Another way I’ve seen production databases disappear is the build script. Some programmers like to work on the entire database script at once. This is fine in a development environment but, if you choose all the options in the build script, you are in some potential peril. I knew a DBA who was trying to fix a problem with the live database late at night, chose to work on a build script,  and who went to select a stored procedure and recompile it, but hit the ‘Execute Query’ button when there was no selection. It rebuilt the entire database from scratch but without the …er… data.

In the course of a busy day, I’ll be working on several databases at once. I wish one could colour-code the Query-analyser or attach different icons to different databases. I have been doing this so long that I always go through a little ritual before I hit that deadly ‘Execute Query’ button. It is so easy to think you are on the development database, decide to truncate a table and….

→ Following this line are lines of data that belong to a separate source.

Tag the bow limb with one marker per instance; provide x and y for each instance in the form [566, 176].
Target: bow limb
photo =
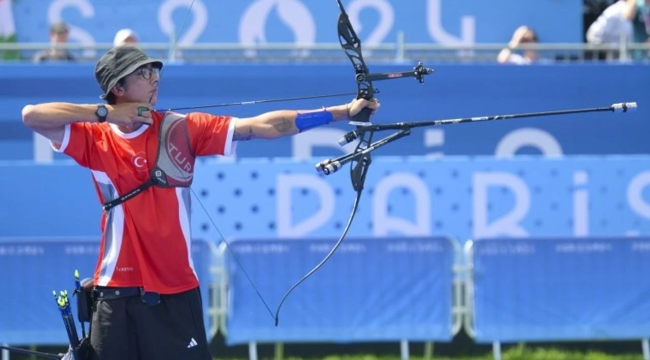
[199, 200]
[351, 44]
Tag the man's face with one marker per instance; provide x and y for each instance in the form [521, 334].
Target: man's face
[141, 85]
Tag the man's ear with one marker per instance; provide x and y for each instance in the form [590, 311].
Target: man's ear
[118, 90]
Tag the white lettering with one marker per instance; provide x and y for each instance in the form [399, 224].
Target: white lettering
[635, 194]
[383, 223]
[540, 139]
[293, 13]
[438, 33]
[580, 205]
[507, 225]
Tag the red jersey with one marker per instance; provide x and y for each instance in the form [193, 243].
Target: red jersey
[145, 240]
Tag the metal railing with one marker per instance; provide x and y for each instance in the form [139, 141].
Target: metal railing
[397, 52]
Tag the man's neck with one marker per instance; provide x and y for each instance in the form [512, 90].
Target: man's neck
[129, 128]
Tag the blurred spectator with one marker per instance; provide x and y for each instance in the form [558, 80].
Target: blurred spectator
[125, 36]
[523, 35]
[58, 37]
[623, 21]
[613, 25]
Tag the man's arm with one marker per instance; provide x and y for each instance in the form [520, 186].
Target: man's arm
[276, 124]
[50, 119]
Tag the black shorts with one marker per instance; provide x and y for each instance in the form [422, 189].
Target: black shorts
[127, 328]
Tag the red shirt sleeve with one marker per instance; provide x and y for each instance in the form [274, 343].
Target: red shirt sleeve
[211, 134]
[78, 143]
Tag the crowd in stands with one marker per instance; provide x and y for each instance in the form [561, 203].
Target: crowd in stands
[606, 22]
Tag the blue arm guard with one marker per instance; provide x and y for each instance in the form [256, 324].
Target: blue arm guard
[313, 119]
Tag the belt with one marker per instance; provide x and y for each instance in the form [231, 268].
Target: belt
[108, 293]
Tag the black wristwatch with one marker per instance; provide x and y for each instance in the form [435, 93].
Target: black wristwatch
[101, 112]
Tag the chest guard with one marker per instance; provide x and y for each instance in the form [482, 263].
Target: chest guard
[174, 165]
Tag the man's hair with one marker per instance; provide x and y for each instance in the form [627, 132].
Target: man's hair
[110, 98]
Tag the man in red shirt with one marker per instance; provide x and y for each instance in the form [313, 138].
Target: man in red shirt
[148, 303]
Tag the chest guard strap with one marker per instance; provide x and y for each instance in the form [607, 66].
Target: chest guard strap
[174, 165]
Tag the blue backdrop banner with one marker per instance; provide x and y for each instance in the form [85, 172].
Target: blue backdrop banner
[371, 290]
[452, 91]
[301, 21]
[458, 197]
[32, 268]
[561, 289]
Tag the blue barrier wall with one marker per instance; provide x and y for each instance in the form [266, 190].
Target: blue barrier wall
[561, 289]
[304, 21]
[32, 268]
[457, 197]
[452, 91]
[370, 290]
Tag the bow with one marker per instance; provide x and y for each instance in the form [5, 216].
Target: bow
[351, 45]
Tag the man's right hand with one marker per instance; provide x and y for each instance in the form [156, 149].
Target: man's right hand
[129, 114]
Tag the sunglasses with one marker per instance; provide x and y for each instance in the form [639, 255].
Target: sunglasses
[147, 71]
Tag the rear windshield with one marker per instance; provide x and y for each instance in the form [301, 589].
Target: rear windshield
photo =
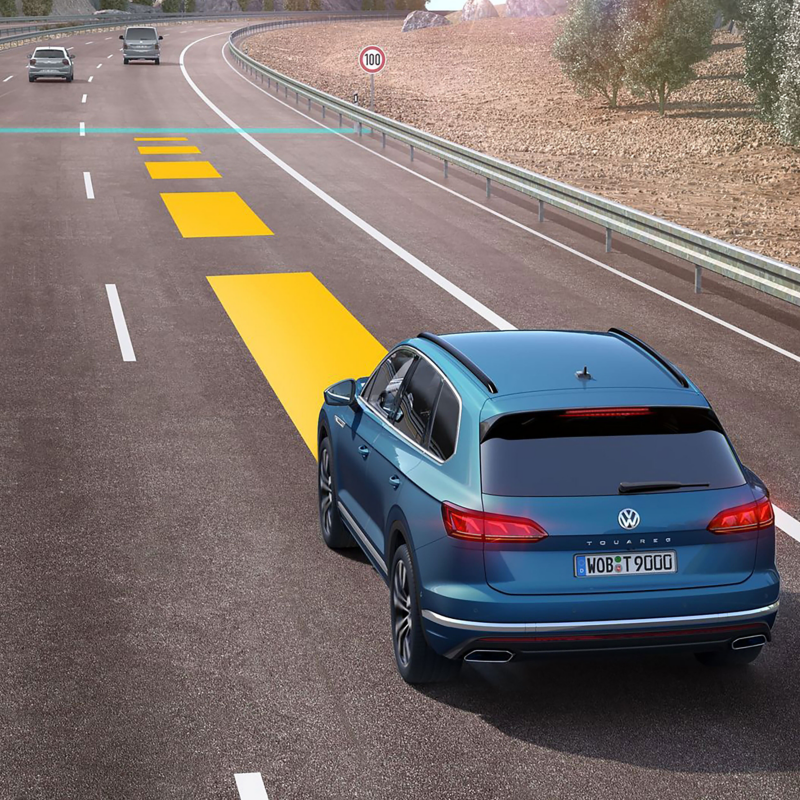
[140, 33]
[566, 454]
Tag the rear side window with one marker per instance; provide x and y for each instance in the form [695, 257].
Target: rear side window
[576, 453]
[445, 424]
[418, 402]
[140, 33]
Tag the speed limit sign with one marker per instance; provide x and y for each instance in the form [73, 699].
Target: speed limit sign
[372, 59]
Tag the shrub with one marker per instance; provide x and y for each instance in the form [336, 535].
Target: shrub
[765, 32]
[662, 39]
[589, 48]
[37, 8]
[788, 109]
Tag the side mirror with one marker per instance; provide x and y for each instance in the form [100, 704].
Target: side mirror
[342, 394]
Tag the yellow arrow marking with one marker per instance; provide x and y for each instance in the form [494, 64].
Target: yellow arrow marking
[301, 337]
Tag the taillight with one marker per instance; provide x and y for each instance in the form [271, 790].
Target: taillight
[479, 526]
[607, 412]
[748, 517]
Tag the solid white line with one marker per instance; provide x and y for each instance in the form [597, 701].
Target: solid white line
[250, 786]
[521, 226]
[467, 299]
[123, 336]
[787, 523]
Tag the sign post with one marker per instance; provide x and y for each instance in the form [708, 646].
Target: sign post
[372, 60]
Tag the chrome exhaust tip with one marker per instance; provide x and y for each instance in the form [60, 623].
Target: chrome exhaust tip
[489, 656]
[749, 641]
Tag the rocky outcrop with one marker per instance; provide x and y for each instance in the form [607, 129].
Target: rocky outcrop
[423, 19]
[477, 9]
[535, 8]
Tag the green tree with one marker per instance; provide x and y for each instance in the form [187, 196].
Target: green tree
[788, 107]
[589, 48]
[765, 54]
[662, 39]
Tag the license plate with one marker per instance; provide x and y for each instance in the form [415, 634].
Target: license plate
[613, 564]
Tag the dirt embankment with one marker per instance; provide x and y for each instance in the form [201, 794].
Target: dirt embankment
[492, 85]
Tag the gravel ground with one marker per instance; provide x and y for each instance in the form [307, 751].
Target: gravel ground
[710, 164]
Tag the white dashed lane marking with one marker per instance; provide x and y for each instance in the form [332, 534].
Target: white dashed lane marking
[123, 337]
[250, 786]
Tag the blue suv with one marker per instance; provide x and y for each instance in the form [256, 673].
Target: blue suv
[526, 493]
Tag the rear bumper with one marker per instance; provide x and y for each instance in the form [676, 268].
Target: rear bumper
[141, 54]
[694, 632]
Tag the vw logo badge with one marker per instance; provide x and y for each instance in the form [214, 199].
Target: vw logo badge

So I’d be really interested in hearing about how the great database disasters really happen, and how you managed to restore the data. Surely someone out there has experienced that ghastly clammy feeling of shock as one realises that one has just destroyed a live database system on which a corporation depends for its revenue, and for which even a short down-time is a disaster. No, sir I haven’t but I have a ..er.. friend…… And, of course, a prize for the best story.

Comments

 

Chaklun said:

Once I killed 350000 rows containing discounts... And went for lunch, left my cellular charging on desk. It was for 1 hour when our clients were robbed :)
No one noticed. Good to me.
February 13, 2006 9:29 AM
 

Mike said:

I once killed our year-end process 7 days into it's run (had about another couple of hours to run before it was completed)
February 13, 2006 10:13 AM
 

Clive said:

Not me personally...I was on holiday and a colleague managed to delete 20m+ rows of data from a table forgetting to include the where clause. The db was a reporting db and only ever updated by sql server jobs but for some bizarre reason, it was decided to rerun the job to pull 3 years of data from the as/400 system (between the UK & US) instead of doing a restore. It took 19 hours (as well as impacting on general user connectivity to the as/400) when it would have taken maybe 20 minutes to do a restore!
February 13, 2006 10:22 AM
 

Mike Rodriguez said:

I was called from a client to give "support" (save his job, actually) about midnight, and the first statement he gave me was "I accidentally deleted all the databases and the backups"... I remembered a Dilbert's joke that begins just like that. I couldn't help but laugh and tell him: "Well, I suppose you have a plane ticket, just in case".

Mike
February 13, 2006 4:31 PM
 

Dave said:

I was working at a large insurance company with sales offices nationwide. We had a complex client-server application with users connected to it in about twelve states. Another developer and I were trying to troubleshoot a slow query that was key for a report, so we copied a table from the production database down to dev to fiddle with it. I had one QA connection pointing to the dev database and one pointing to the production database. We found a solution we liked, and rather than take up all that space on the dev server, the other guy deleted the table. Or so we thought; he had actually went to the wrong window and deleted the production table. It was one of those situations where you know about 100ms after you do something that it was the absolutely wrong thing to do, like rolling through a stop light in front of a speeding fire engine. And it meant that client apps were puking nationwide with "object not found" messages (hey, we'll put more graceful error handling in the next version.) We hurried up and ran a list of who was connected, then he took half and I took half and we phoned them all to let them know we were working on the "hardware" problem. This was before clustered servers with failover, so we could get away with blaming the hardware guys. Then we just copied the table back up from dev, and, since the system was offline anyway, we plopped in the new query, too. This took about 20 minutes. Only then did we call our boss who had been at lunch: "Bob, the funniest thing just happened..." We were able to say that everything was hunky-dory. The following week we got a message from the key user group committee complimenting us on keeping everyone informed during an outage, and hey that one report runs a lot faster now, too. nyuk nyuk nyuk.
February 13, 2006 6:34 PM
 

Phil Factor said:

The distinguished panel of judges from Simple Talk have conferred and overwhelmingly voted Dave's contribution to be the prizewinner of this competition.
It shows high professional skill to manage a mistake like this so skilfully that the team actually gets praise for fixing the problem the team has caused.

Dave, can you please get in youch so we can give you the prize!